El segundo caso latente, y quizás el más conocido, es el de los tibetanos, pueblo que colinda con los uigures en el extremo sur occidental de China, la segunda provincia en extensión con más de 1.228.400 km². Esta etnia, famosa por su religión chamánica (Bön) y su filosofía budista, además de estar dirigida por los Dalai Lama (personajes que son considerados como continuas reencarnaciones de Buda), a diferencia de los uigures, sí tuvieron una larga historia como una nación soberana.
El Tíbet fue un reino independiente entre los siglos VII y XIII d.C., esta larga autonomía fue cortada por la invasión mongola, que luego fue reemplazada por la invasión china durante todo el siglo XVIII y XIX. Después de ello, por cuatro años (1904-1907), el territorio fue un protectorado británico, para, luego, volver a manos chinas (1907-1912). Esta segunda presencia del régimen de Beijing fue efímera, ya que la caída de la monarquía y la posterior guerra civil, permitió el restablecimiento de un gobierno propio encabezado por los Dalai Lama por casi cuatro décadas (1912-1950), hasta la final invasión de las tropas maoístas.

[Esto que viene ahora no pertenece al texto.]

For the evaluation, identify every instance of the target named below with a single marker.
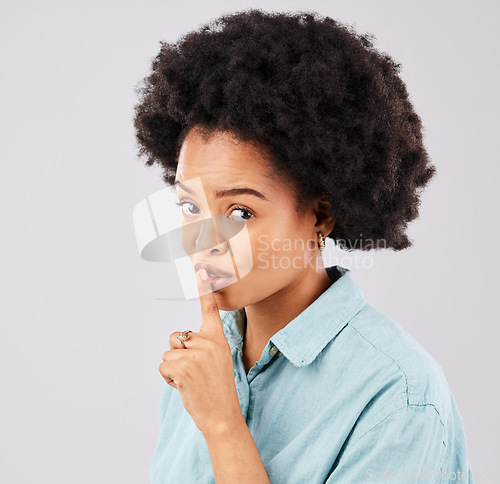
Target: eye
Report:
(243, 211)
(189, 206)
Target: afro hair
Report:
(329, 109)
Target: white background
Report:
(83, 322)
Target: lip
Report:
(213, 272)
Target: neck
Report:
(267, 317)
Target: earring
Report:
(321, 242)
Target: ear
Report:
(323, 212)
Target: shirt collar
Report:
(303, 338)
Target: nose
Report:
(210, 234)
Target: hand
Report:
(203, 372)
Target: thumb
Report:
(210, 317)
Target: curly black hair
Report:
(315, 95)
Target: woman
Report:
(294, 128)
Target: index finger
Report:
(210, 317)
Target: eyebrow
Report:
(226, 192)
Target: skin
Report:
(278, 272)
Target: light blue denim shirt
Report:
(341, 394)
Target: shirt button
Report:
(273, 350)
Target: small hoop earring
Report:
(321, 242)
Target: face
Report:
(239, 221)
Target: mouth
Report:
(213, 272)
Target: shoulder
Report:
(386, 341)
(403, 374)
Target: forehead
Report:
(222, 159)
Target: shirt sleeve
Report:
(407, 445)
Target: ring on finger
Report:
(183, 337)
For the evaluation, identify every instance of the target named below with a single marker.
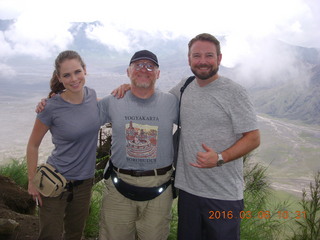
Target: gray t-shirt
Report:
(74, 129)
(141, 129)
(215, 115)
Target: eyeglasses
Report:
(138, 66)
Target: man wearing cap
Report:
(138, 197)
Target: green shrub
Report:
(309, 223)
(17, 171)
(92, 224)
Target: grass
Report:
(16, 170)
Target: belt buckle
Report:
(135, 173)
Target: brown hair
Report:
(205, 37)
(55, 85)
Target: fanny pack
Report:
(48, 181)
(138, 193)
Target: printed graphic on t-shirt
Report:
(141, 143)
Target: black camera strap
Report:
(176, 135)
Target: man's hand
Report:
(121, 90)
(206, 159)
(41, 105)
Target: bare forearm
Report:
(32, 161)
(246, 144)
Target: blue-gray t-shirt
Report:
(141, 129)
(74, 129)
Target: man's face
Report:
(203, 59)
(143, 74)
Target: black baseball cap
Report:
(144, 54)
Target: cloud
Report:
(42, 27)
(6, 72)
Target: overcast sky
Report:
(247, 24)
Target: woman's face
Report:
(72, 75)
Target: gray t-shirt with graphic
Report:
(141, 129)
(215, 115)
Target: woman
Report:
(72, 118)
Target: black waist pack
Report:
(138, 193)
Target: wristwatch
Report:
(220, 161)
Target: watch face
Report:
(220, 163)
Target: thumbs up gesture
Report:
(206, 159)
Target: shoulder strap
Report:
(176, 136)
(188, 81)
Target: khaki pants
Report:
(124, 219)
(60, 219)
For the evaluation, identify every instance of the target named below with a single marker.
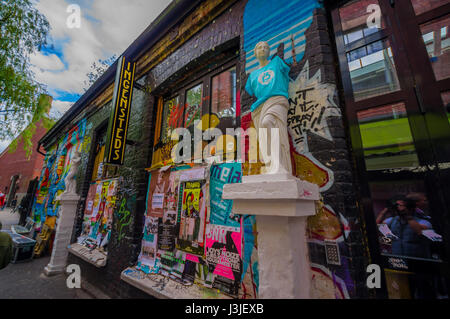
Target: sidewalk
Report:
(8, 219)
(27, 280)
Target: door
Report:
(394, 65)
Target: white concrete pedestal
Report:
(67, 212)
(281, 204)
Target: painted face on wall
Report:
(262, 50)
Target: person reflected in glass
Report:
(408, 227)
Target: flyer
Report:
(192, 217)
(158, 186)
(149, 242)
(221, 209)
(224, 256)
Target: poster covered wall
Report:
(56, 166)
(197, 238)
(98, 214)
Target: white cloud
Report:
(46, 62)
(118, 23)
(4, 144)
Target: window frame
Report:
(205, 78)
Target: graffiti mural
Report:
(285, 25)
(280, 23)
(123, 216)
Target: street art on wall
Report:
(56, 166)
(311, 102)
(284, 25)
(326, 285)
(280, 23)
(98, 214)
(224, 256)
(205, 254)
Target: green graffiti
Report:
(124, 216)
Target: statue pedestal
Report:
(68, 209)
(281, 204)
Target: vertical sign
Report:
(118, 121)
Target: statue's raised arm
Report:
(270, 85)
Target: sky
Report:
(107, 27)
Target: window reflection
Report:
(386, 138)
(372, 70)
(354, 20)
(436, 36)
(172, 117)
(404, 219)
(223, 99)
(193, 110)
(421, 6)
(446, 101)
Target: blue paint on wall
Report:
(277, 21)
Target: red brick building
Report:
(16, 170)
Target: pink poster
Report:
(224, 251)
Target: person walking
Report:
(6, 248)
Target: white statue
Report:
(270, 85)
(69, 181)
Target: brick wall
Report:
(17, 163)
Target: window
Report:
(211, 99)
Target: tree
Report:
(23, 30)
(97, 70)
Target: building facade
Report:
(18, 170)
(367, 124)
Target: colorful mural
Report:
(55, 169)
(284, 25)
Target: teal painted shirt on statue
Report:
(271, 80)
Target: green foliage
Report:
(22, 30)
(44, 105)
(97, 70)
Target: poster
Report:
(221, 209)
(149, 242)
(158, 186)
(98, 214)
(167, 227)
(224, 256)
(192, 217)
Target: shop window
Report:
(211, 100)
(421, 6)
(386, 137)
(354, 17)
(436, 36)
(170, 119)
(100, 146)
(393, 202)
(223, 98)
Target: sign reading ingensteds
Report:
(120, 115)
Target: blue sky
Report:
(108, 27)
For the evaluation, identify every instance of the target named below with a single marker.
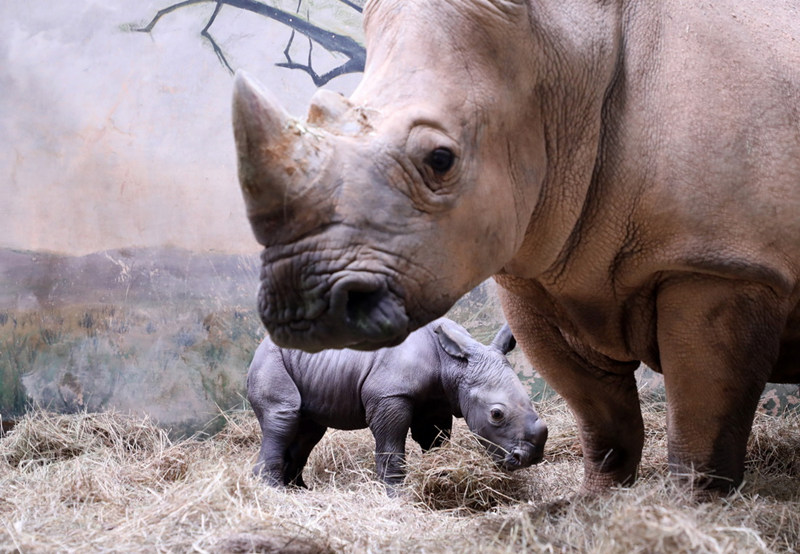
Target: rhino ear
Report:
(504, 341)
(453, 342)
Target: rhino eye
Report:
(440, 160)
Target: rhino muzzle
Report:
(362, 314)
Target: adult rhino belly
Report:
(787, 370)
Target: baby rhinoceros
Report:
(438, 372)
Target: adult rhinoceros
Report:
(628, 171)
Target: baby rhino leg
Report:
(308, 435)
(276, 403)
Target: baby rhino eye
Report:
(440, 160)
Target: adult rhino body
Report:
(628, 171)
(438, 372)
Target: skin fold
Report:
(628, 172)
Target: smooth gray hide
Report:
(439, 372)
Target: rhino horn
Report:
(266, 145)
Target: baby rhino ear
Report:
(504, 341)
(453, 342)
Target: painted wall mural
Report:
(127, 269)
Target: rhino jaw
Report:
(362, 314)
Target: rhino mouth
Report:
(521, 456)
(359, 311)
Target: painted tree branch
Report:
(333, 42)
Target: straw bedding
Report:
(109, 482)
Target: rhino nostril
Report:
(361, 304)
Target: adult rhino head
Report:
(379, 211)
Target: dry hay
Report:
(461, 477)
(105, 482)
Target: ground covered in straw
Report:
(106, 482)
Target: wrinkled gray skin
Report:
(439, 372)
(628, 171)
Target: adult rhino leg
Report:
(309, 434)
(389, 419)
(430, 428)
(718, 341)
(604, 400)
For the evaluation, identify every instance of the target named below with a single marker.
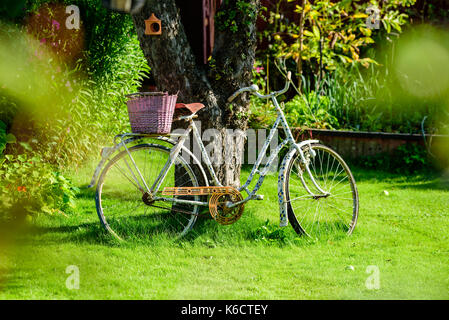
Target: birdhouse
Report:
(153, 26)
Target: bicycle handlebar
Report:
(254, 88)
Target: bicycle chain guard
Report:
(218, 202)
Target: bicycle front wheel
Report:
(324, 202)
(123, 204)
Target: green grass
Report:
(404, 234)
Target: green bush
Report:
(62, 111)
(33, 186)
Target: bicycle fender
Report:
(282, 180)
(107, 152)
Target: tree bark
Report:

Desde esta invasión y final ocupación de su país, los más de 7 millones de tibetanos, encabezados por su último Dalai lama en el exilio, Tenzin Gyatso, han reclamado a toda instancia internacional por la libertad del territorio y la represión del gobierno chino, la cual no solo afecta la libertad política del Tíbet, sino también su particular cultura y religión.
Al igual que los uigures, los tibetanos acrecentaron sus protestas en el año de los JJ.OO. de Beijing, aprovechando que los ojos del mundo miraban a la China. La diferencia de la protesta tibetana, tanto fuera como al interior de la provincia, es que esta se realiza de forma pacífica siguiendo la filosofía budista, pero ha habido varios casos en que algunos manifestantes se han inmolado prendiéndose fuego para arder como bonzos. La similitud es que ambos reclamos, el uigur y el tibetano, han recibido el apoyo de los intelectuales y los jóvenes norteamericanos y europeos.
Lastimosamente, para uigures y tibetanos, los gobiernos de Occidente como los del “Tercer Mundo” (esos que hoy son la mira de la voraz economía china), no han presionado a Beijing por miedo a las posibles represalias comerciales. En un ámbito menos geopolítico y más emotivo, el pueblo uigur y mucho más aun, el pueblo tibetano, ha recibido el apoyo de muchos ciudadanos alrededor del globo, destacando estudiantes, intelectuales y artistas.
Es muy probable que el contexto actual persista por algunos años más, pero hay que recordar un elemento muy importante. La zona que comprende la provincia uigur de Sinkiang como el Tíbet es, por lo menos desde el siglo I a.c, un nudo en la red de comercio euroasiático. La afamada “Ruta de la seda” es parte de ese sistema comercial.
Hoy, a su importancia como zona de ruta de intercambio se suma que gran parte del oeste de China, es una gigantesca fuente de hidrocarburos, apetecible no solo para Beijing sino para otras potencias globales como Rusia o los Estados Unidos, e inclusive para emergentes potencias regionales como la India y el Pakistán. Sin duda alguna, uigures y tibetanos tendrán más oportunidades de reclamar y quizás lograr pasos a una mayor autonomía y futura independencia, la cual, de lograrse, sería una motivación para otras minorías dentro de la República Popular.